The growth and dynamics of epithelial cell sheets and self-assembly of cells into tissues play a central role in morphogenesis, tissue renewal and tumour growth. Alongside experimental approaches, mathematical models offer a useful tool for investigating these processes. I use a variety of modelling approaches to address questions in this area, from compartment models to individual cell-based and multiscale models. Below I summarise some of my major research strands to date.
Tissue self-renewal and carcinogenesis in the intestinal epithelium
In normal adult epithelial tissues, cell production, migration and death are tightly regulated by subcellular and long-range signalling, the disruption of which by sporadic mutants is the cause of over 80% of cancers.
Modelling can help provide insight into these processes.
A particularly important epithelium is that of the intestine, which is folded to form invaginations called crypts and (in the small intestine) protrusions called villi.
Using mouse models of colorectal cancer for parameterization, I have developed a multiscale model of a crypt .
This couples a stochastic description of cell proliferation with an individual-based model of cell movement, comprising a large nonlinear ODE system.
Taking account of the crypt's curved geometry, I simulated the process of monoclonal conversion, where the progeny of one cell takes over the entire crypt, facilitating the spread of mutations .
Comparison with a classical Moran model highlighted the significant effect of the crypt's spatial structure on monoclonal conversion times.
I have since extended this model to study the disruption of crypt dynamics due to altered proliferation and adhesion .
Varying the mutant 'phenotype' revealed a strong dependence of probability of mutant monoclonal conversion on dysregulation of cell adhesion, and provided strong evidence for the 'bottom-up' theory of crypt invasion.
My model also suggested that the 'wiggles' in the width of a clonal ribbon represents a temporal record of that clone's stem cell population dynamics.
This observation has been applied to human histological data, enabling us to infer, for the first time, the quantitative dynamics of human intestinal stem cells .
Tissue size control in the developing embryo
In the embryo, a 'symphony' of signals regulates the growth of epithelial tissues to ensure the correct overall size, while the coordinated movement of individual cells allows epithelial tissues to fold from flat sheets into complex three-dimensional structures.
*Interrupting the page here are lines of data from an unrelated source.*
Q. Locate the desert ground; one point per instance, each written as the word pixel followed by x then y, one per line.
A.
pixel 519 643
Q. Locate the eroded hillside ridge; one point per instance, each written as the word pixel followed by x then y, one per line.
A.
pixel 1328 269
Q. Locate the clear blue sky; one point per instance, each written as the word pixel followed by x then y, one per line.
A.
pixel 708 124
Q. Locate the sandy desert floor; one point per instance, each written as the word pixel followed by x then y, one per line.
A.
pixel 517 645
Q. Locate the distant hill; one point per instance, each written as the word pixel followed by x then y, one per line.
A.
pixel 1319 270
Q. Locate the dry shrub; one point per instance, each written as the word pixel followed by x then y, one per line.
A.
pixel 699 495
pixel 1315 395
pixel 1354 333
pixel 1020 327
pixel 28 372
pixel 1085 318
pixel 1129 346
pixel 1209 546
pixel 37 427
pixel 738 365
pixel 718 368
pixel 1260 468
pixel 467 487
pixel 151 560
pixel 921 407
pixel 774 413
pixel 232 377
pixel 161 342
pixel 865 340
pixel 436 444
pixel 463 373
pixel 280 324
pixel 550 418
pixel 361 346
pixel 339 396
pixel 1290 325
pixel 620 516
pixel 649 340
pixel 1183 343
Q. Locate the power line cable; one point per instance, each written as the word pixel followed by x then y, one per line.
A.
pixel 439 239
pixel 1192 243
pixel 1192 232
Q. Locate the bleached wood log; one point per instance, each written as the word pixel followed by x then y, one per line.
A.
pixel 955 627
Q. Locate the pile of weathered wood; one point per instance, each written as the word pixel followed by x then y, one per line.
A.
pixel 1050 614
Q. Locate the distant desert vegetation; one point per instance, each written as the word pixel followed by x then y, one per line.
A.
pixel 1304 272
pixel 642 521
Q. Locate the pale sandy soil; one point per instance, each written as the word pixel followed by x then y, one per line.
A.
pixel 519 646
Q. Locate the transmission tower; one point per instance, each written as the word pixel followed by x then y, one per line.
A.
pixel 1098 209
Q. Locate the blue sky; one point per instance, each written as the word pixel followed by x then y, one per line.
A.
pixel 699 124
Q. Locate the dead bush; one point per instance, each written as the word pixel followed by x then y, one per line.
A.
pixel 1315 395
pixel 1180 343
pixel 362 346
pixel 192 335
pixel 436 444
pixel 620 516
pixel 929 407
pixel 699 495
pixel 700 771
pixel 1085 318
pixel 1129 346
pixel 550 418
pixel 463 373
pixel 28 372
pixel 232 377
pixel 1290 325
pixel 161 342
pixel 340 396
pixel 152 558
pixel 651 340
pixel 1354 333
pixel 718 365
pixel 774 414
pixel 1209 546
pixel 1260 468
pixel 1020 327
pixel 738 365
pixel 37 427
We lack a quantitative understanding of how cells incorporate external inputs from their surroundings to execute these developmental processes.
This has implications for tissue engineering, cancer treatment and regenerative therapies.
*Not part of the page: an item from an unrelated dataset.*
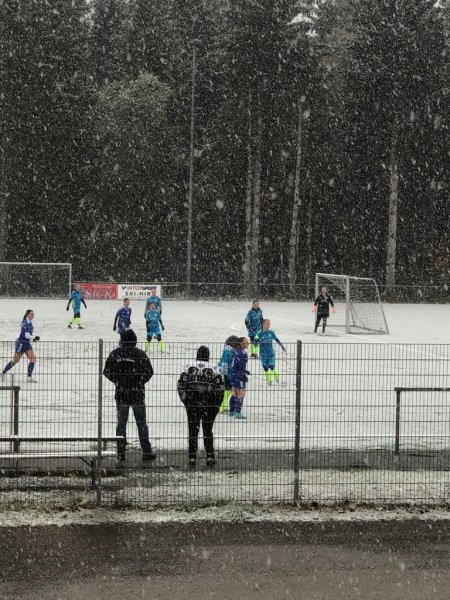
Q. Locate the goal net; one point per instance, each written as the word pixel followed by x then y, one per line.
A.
pixel 359 307
pixel 35 280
Models help provide insight into these processes through the connection of multiple levels of description, from gene regulation to pattern formation and tissue deformation.
Guided by molecular and live-imaging data in the fruit fly Drosophila from my experimental collaborators, I have created a computational modelling framework for developing epithelia based on the movement of cell junctions or vertices in a flat sheet .
In such vertex models , a first-order stochastic differential equation describes the overdamped movement of each vertex in response to nonlinear forces due to interfacial tension and other processes.
Rules for cell rearrangements, proliferation and death are specified according to hypothesised mechanisms relating morphogen (diffusible chemical signal) levels and mechanical feedback to apoptosis (programmed cell death) and cell dynamics.
Applications of this work include the role of cell competition in tissue size control .
Chaste: a consistent computational framework for multiscale modelling of cell populations
There is a variety of individual-based and multiscale modelling frameworks for the spatiotemporal dynamics of cell populations.
Which model is best suited to a given problem remains an open question.
It is often impossible to distinguish between differences in model behaviour that are due to underlying assumptions, and those due to differences in the in silico implementation of the model.
To address this issue I am a lead developer in the cell-based arm of Chaste, an extensible simulation framework [2, 10].
To support my research, I have created open source implementations of modelling approaches ranging from cellular automata and the cellular Potts model to off-lattice vertex models and subcellular element models.
Chaste allows for the comparison of competing mathematical modelling paradigms within a consistent computational framework, so that one can be sure that any differences in the results are due to differences in the mathematics, rather than differences in their instantiation and numerical solution in the software implementation.